Another issue that needs more attention is the correlation between obesity and prostate size or volume. [18] Since weight gain can increase prostate size, it can also reduce the ability of standard biopsies to detect cancer at an earlier stage. Also, with increasing prostate size comes increased secretion of prostate-specific antigen (PSA) from non-cancerous prostate tissue, thus providing a more potentially confusing picture for the clinician and patient. If preventing weight gain could reduce prostate enlargement in some men, that alone could provide substantial clinical benefits.

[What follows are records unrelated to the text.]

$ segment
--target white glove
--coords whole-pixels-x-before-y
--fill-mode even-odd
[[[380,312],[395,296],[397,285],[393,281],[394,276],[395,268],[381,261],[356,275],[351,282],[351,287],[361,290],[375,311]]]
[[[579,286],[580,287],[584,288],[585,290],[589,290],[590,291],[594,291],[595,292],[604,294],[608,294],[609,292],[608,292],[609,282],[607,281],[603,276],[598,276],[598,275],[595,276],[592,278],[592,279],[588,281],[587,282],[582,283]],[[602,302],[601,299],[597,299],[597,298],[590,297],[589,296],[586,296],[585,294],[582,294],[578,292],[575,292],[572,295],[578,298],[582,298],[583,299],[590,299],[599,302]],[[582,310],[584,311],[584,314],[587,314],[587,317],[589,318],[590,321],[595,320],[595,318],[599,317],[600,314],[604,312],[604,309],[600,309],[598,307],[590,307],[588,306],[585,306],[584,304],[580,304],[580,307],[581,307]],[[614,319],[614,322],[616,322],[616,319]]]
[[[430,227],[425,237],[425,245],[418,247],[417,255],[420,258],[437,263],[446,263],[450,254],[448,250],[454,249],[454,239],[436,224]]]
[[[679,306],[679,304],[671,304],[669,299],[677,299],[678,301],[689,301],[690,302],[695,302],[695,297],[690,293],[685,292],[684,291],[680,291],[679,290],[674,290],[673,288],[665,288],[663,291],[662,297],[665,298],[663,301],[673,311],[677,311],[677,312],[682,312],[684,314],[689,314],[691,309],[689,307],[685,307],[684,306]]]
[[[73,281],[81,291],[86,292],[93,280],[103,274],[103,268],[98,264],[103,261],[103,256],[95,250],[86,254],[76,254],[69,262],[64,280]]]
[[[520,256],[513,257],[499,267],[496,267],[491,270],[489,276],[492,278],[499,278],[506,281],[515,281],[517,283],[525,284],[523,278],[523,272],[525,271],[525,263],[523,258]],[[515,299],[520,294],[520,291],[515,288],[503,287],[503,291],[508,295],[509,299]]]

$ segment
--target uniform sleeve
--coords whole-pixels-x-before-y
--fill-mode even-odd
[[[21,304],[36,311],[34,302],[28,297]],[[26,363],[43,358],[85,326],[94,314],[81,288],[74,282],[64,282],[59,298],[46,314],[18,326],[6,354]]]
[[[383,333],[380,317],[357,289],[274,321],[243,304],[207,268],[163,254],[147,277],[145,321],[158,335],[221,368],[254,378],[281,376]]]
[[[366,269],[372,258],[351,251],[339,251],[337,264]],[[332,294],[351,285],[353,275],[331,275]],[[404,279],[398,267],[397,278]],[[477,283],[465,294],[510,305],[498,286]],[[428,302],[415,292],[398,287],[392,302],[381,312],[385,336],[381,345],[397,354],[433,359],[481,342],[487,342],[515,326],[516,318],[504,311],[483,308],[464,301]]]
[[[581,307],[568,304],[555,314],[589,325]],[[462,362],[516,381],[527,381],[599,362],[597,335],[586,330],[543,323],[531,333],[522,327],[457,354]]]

Some of the best data to support an ideal weight loss diet also can be derived from cardiovascular medicine research, such as the Preventing Overweight Using Novel Dietary Strategies (POUNDS LOST) study, which was one of the longest (2-years) randomized trials. [19, 20, 21] The results of this and other studies suggest that the “end justifying the means” philosophy appears to be the most beneficial. In other words, as long as an individual can maintain reduced caloric consumption over the long term and weight loss actually occurs, the cardiovascular benefits appear to be similar regardless of the type of diet or macronutrient distribution involved.

Again, adherence is key. Whether a reduced-calorie, low-fat, higher-fat, moderate-protein, or higher-protein approach is selected should be based on individual preference, knowing that long-term significant weight loss (the end result) substantiates the method chosen (the means).